Pour autant, la question posée est celle de l’efficacité : les dispositifs que, via ces deux textes, vous avez prévus, c’est-à-dire le CSA et le juge des référés, sont-ils efficaces pour apporter de vraies réponses ?

La réponse est non ! Le juge des référés est le juge de l’urgence et le juge de l’évidence. Vous lui demanderiez, en quarante-huit heures, dans des périodes de débat public intense, d’examiner des conditions cumulatives – je l’ai noté, et vous l’avez rappelé tout à l’heure –, prenant le risque de faire cesser le débat public dans un moment démocratique extrêmement particulier ? Croyez-vous un seul instant que le juge des référés pourra prendre cette responsabilité ? Je ne le pense pas, pour des raisons, aussi, de surcharge de travail des juridictions, un problème que Philippe Bas connaît bien.

Quant à l’autre dispositif, dont le cœur est le CSA, sera-t-il plus efficace ? Je ne le crois pas non plus : le CSA a ses propres règles ; il est le régulateur de l’audiovisuel. Très franchement, s’il voulait se lancer dans des opérations qui nécessiteraient des centaines de milliers de requêtes quotidiennes, il ne le pourrait pas. Tout au plus pourra-t-il dialoguer avec un certain nombre de plateformes, pour s’assurer que celles-ci auront bien prévu quelques dispositifs.

Vous le voyez, le remède ne sera pas efficace. Notre crainte est que, non contents d’être inefficaces, ces deux textes ne deviennent des poisons vis-à-vis des libertés publiques. Le mot est fort ; mais si ces textes, font, ici, au Sénat, maison gardienne des libertés publiques, la quasi-unanimité contre eux, c’est bien parce que nous pensons qu’il existe un risque, qui naît – d’autres l’ont très bien dit il y a quelques instants – de la définition de la fausse nouvelle.

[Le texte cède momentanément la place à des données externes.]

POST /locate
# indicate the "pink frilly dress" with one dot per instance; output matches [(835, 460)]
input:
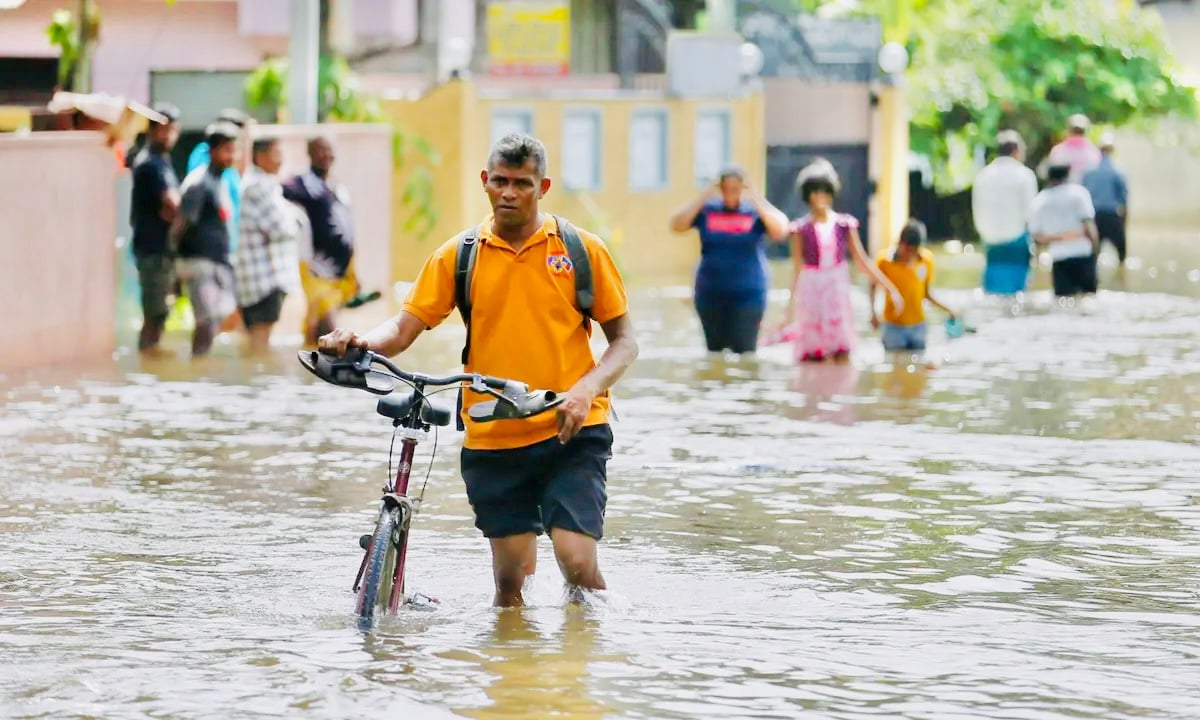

Vous avez bien observé que l’Assemblée nationale avait procédé à tâtons. Et les tâtonnements ont abouti à quelque chose qui ressemble fort, en définitive, à une tautologie – un collègue en faisait la remarque, il y a quelques jours, en commission de la culture.

Le parcours de ce texte a été heurté : c’est l’un des seuls, avec la révision constitutionnelle, d’ailleurs, pour d’autres raisons, dont la discussion a été interrompue brutalement à l’Assemblée nationale. On le sait très bien : la définition de la fausse nouvelle pose problème.

Il faut relire l’avis du Conseil d’État : le problème est en particulier, à travers les mots choisis, celui de l’imprécision. Attention, donc ! Le risque est d’instaurer une sorte de vérité officielle. Ce risque a été accru par l’une de vos déclarations, madame la ministre, lorsque vous avez mis en doute le discernement de nos concitoyens.

Je pense qu’il faut être extrêmement prudent. Nos concitoyens sont des hommes et des femmes responsables ; ils peuvent certes être abusés, mais on doit aussi leur faire confiance. Et il n’y aurait rien de pire, de ce point de vue, qu’une vérité officielle, qu’une vérité d’État.

Ces propositions de loi ont pour seule vocation d’honorer des engagements présidentiels. Et le Gouvernement se cache derrière elles.